COMMUNICATION

Al-Hurra, une chaîne américaine s'adressant aux Arabes

Les Etats-Unis ont lancé samedi une nouvelle télévision par satellite avec pour objectif de contrebalancer l'influence des grands networks arabes et propager «la vérité sur les valeurs des Etats-Unis»

George Bush s'adressant directement aux Arabes et plaidant en faveur de la démocratie à travers leur poste de télévision: ce qui n'était encore qu'un rêve il y a quelques mois pour la Maison-Blanche est désormais possible.

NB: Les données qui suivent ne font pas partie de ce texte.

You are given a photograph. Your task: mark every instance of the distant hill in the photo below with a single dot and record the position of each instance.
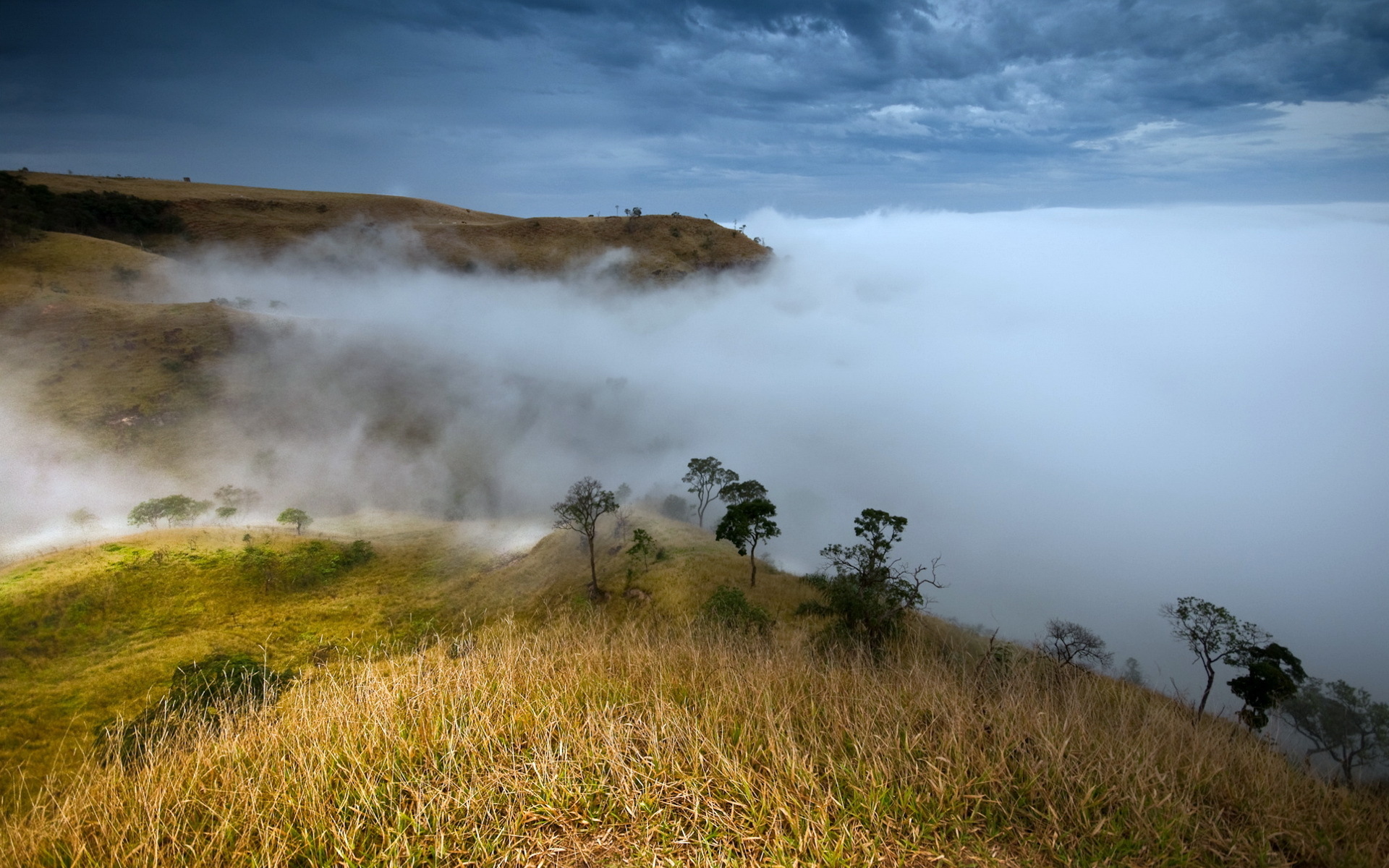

Depuis samedi, l'ensemble des téléspectateurs du Moyen-Orient équipés d'une télévision satellitaire ont accès à la nouvelle chaîne d'information continue américaine Al-Hurra («la libre»), diffusée en langue arabe. Pour inaugurer son lancement, ils ont pu voir, entre autres, l'interview que le président des Etats-Unis a accordée à cette nouvelle venue dans le paysage audiovisuel arabe, ainsi qu'un débat sur l'absence de démocratie dans les pays arabes.

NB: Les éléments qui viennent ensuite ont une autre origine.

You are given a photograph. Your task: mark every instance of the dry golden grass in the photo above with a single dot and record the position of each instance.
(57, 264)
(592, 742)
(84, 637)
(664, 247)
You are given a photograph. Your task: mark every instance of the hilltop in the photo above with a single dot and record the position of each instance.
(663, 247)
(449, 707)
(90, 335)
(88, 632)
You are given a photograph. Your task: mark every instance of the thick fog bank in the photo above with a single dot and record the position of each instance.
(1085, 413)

Financée par le Congrès américain à raison de plusieurs dizaines de millions de dollars, la nouvelle chaîne a pour ambition de redorer le blason des Etats-Unis dans cette région du monde. Dans ce but, Al-Hurra ambitionne de s'imposer comme une alternative au discours d'Al-Jazira, la «CNN» arabe basée au Qatar, et Al-Arabiya, sa concurrente libano-saoudienne qui émet depuis Dubaï. La chaîne va contrer «la propagande détestable qui envahit les ondes du monde musulman», promettait George Bush dix jours avant son lancement. «Elle dira aux populations la vérité sur les valeurs et la politique des Etats-Unis.» Interrogé par l'AFP, Kenneth Tomlinson, président de l'agence fédérale chargée de superviser cette chaîne, adopte un profil moins conquérant. Selon lui, Al-Hurra «présentera de nouvelles perspectives pour les téléspectateurs au Proche-Orient, ce qui créera une meilleure compréhension culturelle et plus de respect».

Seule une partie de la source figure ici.